We reiterated the point that he needs to draw up his plans first, then bounce them off of a grownup. Then get approval for what is safe for him to do on his own. He later responded with the confidence of being a farmer for over 50 seasons. He knew what to do, he can apparently will plants to grow in any climate under any circumstance.

We eventually quizzed him to point out why he doesn’t quite know what he needs to know to do this on his own. We ended up finding out that he actually knew less than that. But he was pure of heart.

By this time, he answered every question confidently, willing them to be true, impressing upon us that although our argument is heavily weighed down by facts and the laws of the sun, that our points are irrelevant when dealing with a being that can make his own facts and laws by the angle by which he tilts his elbow when he is pouring seeds out of the pouch.

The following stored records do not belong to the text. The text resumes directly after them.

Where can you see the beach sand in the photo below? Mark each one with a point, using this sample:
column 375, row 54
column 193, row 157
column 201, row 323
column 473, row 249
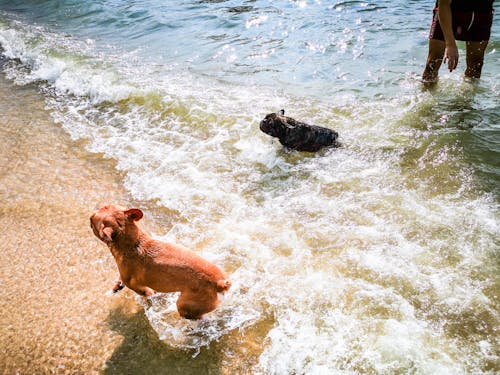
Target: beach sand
column 56, row 315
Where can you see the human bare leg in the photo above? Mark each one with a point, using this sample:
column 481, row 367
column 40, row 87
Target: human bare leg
column 475, row 58
column 434, row 60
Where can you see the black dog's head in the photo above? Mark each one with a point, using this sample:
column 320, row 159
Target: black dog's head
column 274, row 124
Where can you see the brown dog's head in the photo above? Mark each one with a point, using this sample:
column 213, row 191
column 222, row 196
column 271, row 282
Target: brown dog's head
column 111, row 220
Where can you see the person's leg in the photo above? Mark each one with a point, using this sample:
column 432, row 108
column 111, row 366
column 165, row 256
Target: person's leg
column 434, row 60
column 475, row 58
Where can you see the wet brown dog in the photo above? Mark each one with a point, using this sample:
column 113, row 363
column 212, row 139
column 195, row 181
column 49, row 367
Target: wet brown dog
column 147, row 266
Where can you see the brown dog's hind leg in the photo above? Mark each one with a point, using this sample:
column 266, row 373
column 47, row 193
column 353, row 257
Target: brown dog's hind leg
column 118, row 286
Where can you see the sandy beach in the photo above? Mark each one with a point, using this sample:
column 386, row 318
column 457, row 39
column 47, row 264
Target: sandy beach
column 56, row 314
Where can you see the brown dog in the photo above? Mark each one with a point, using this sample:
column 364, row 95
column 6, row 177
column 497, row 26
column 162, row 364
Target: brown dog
column 147, row 266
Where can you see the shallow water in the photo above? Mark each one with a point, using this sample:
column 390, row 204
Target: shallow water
column 378, row 257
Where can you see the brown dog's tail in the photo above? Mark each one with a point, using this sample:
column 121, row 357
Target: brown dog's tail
column 223, row 285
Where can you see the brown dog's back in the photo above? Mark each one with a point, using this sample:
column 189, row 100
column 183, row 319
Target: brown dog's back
column 148, row 266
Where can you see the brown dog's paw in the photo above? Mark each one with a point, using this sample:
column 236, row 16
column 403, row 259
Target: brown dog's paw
column 118, row 286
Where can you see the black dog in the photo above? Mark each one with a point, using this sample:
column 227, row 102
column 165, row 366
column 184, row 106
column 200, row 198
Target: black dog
column 298, row 135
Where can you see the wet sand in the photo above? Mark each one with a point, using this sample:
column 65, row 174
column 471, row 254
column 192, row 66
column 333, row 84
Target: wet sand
column 55, row 314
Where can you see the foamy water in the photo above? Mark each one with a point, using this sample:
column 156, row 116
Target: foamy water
column 378, row 257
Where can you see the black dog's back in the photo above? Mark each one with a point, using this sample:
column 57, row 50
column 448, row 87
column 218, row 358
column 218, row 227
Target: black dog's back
column 298, row 135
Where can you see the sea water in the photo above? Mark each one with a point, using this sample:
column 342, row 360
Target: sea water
column 377, row 257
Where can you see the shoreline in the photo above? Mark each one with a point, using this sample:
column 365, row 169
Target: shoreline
column 57, row 314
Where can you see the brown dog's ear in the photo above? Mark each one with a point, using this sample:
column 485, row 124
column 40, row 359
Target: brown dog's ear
column 134, row 214
column 107, row 234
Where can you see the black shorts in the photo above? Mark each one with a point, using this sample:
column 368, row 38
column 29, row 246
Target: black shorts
column 467, row 26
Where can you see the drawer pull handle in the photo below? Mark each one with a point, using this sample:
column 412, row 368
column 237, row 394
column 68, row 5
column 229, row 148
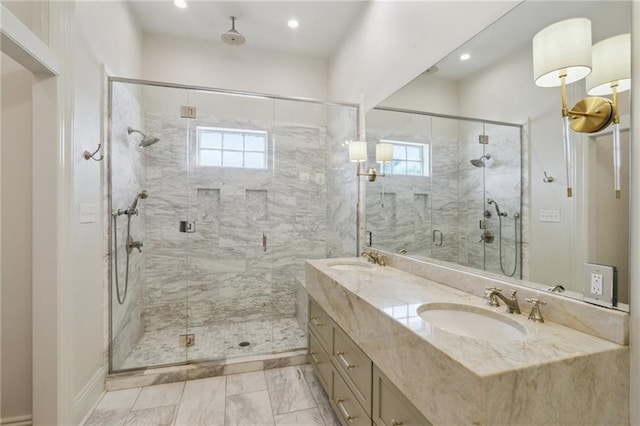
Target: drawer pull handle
column 346, row 363
column 316, row 361
column 344, row 411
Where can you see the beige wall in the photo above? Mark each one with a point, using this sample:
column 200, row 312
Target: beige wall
column 16, row 240
column 108, row 41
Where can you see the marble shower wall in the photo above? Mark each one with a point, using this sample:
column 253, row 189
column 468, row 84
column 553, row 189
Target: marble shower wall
column 399, row 207
column 341, row 182
column 404, row 212
column 499, row 180
column 221, row 273
column 127, row 180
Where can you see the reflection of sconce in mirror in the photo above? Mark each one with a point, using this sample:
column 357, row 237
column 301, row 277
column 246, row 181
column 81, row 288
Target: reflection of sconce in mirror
column 358, row 154
column 562, row 54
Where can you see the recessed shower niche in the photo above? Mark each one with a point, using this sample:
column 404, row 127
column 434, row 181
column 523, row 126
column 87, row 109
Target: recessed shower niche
column 234, row 196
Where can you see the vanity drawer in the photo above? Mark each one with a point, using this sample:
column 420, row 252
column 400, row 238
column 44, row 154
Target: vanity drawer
column 322, row 325
column 319, row 358
column 345, row 404
column 391, row 407
column 355, row 366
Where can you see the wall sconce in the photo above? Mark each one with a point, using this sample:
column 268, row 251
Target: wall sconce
column 611, row 75
column 562, row 54
column 358, row 154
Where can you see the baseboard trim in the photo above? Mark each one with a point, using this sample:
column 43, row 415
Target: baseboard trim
column 17, row 421
column 89, row 397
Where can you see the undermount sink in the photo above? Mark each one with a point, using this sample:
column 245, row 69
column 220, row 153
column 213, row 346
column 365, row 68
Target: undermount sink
column 471, row 321
column 351, row 266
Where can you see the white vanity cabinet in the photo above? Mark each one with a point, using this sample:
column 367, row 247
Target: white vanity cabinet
column 358, row 391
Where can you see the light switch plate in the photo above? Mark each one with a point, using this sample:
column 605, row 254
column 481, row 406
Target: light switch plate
column 87, row 213
column 549, row 216
column 600, row 284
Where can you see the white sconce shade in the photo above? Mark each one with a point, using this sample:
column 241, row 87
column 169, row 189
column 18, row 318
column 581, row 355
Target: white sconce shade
column 358, row 151
column 565, row 45
column 384, row 152
column 611, row 60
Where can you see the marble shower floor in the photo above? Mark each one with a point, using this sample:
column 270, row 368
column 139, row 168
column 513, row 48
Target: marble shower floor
column 216, row 342
column 277, row 397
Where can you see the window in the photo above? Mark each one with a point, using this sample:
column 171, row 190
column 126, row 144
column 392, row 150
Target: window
column 409, row 158
column 232, row 148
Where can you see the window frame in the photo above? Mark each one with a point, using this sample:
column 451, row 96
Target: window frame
column 425, row 160
column 231, row 131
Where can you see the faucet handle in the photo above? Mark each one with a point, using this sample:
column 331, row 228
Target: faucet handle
column 535, row 314
column 490, row 294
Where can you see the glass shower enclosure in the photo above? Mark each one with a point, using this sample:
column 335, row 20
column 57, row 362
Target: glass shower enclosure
column 215, row 200
column 452, row 192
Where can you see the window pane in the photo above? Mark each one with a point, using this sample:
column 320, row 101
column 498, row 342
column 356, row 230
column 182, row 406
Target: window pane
column 254, row 142
column 400, row 167
column 210, row 140
column 254, row 160
column 414, row 168
column 399, row 152
column 210, row 157
column 232, row 159
column 413, row 153
column 233, row 141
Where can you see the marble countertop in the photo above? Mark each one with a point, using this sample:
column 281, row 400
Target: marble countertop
column 399, row 294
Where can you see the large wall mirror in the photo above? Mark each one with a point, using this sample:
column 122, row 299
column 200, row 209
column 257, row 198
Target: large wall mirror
column 478, row 177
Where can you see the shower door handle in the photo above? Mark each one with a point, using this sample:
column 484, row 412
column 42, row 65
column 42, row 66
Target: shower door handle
column 437, row 234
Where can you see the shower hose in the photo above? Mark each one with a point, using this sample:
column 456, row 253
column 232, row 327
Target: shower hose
column 115, row 251
column 515, row 257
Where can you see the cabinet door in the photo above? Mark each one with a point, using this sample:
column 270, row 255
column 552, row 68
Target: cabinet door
column 319, row 358
column 345, row 404
column 322, row 325
column 354, row 365
column 391, row 407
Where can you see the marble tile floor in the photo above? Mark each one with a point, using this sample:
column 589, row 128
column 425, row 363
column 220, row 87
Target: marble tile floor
column 277, row 397
column 216, row 342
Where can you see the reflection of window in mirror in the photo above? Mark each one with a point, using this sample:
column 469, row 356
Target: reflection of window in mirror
column 409, row 158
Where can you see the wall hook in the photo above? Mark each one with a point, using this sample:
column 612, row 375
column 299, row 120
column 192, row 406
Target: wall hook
column 87, row 155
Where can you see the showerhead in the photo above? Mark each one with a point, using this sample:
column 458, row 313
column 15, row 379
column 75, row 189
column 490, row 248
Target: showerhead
column 479, row 162
column 500, row 213
column 146, row 140
column 141, row 196
column 233, row 37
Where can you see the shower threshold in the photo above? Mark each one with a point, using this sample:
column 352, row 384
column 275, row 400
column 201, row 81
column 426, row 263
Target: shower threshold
column 203, row 369
column 271, row 343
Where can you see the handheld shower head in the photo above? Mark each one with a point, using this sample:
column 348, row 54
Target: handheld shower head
column 146, row 140
column 490, row 201
column 479, row 162
column 141, row 196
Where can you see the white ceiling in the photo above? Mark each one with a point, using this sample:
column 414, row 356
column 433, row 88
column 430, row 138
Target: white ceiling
column 516, row 29
column 323, row 24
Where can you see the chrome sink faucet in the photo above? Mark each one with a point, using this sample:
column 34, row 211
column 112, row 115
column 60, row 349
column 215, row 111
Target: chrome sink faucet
column 494, row 293
column 374, row 257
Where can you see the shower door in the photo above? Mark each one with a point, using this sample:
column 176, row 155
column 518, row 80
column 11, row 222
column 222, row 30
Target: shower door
column 146, row 328
column 230, row 238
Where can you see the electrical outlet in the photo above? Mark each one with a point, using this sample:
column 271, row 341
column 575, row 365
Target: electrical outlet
column 600, row 284
column 596, row 284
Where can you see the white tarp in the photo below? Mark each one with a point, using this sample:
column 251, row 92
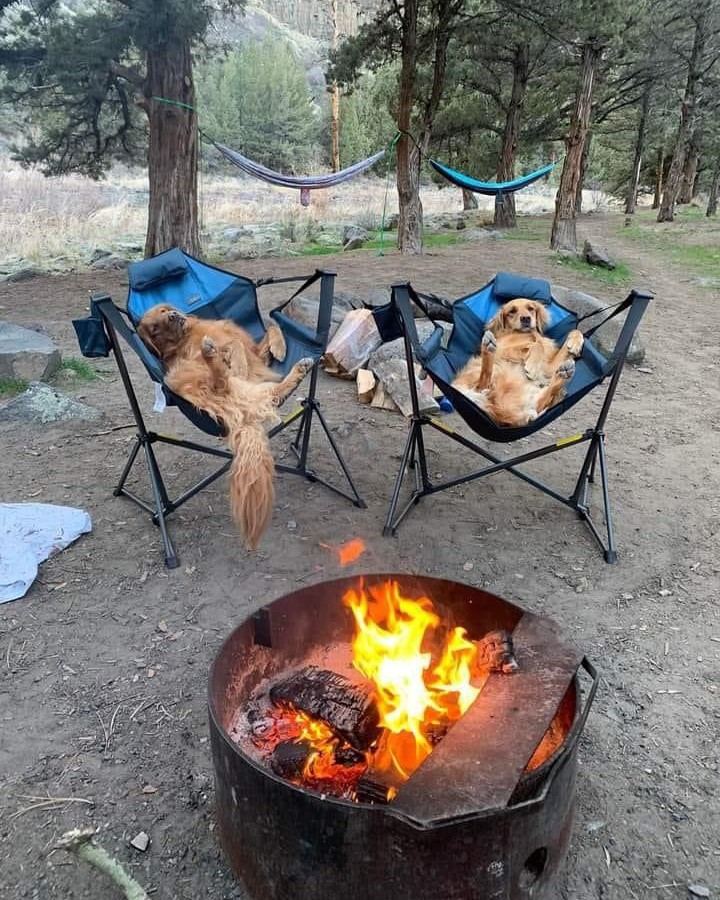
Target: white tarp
column 29, row 533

This elbow motion apparently negates the fact that the seeds only can be viable if they are planted in the spring. The fact that we were nearing fall is just background noise. He hammered home the point, that if he doesn’t know it, it must be completely unnecessary information to have in his head. When we pointed out the multiple problems with his approach, he looked at us almost mockingly. Basically saying “So what?”

So it was irrelevant that the seeds he was planting were in the wrong season. It was also irrelevant that he was planting in mulch over concrete under a shrub. It mattered not that, oh by the way, he could not read the package and he still didn’t see that as a possible indication that he should ask for help. Then the clincher was when we asked him what season we are in, he replied “I don’t know.”

So we have a Kindergarten farmer working our garden that is using seeds for the first time with no help and cannot read the packet instructions. He also does not have any inkling what season we are in. We have organic food, then we have “inorganic.” Inorganic comes with the guarantee that it will not grow.

We reminded him to stop flying solo on his projects. Bounce it off of someone. Ask a question or two to understand how to get it done well. Then get some help from your parents. Fortunately we are literate, and know our seasons and still recognize that we have a lot to learn.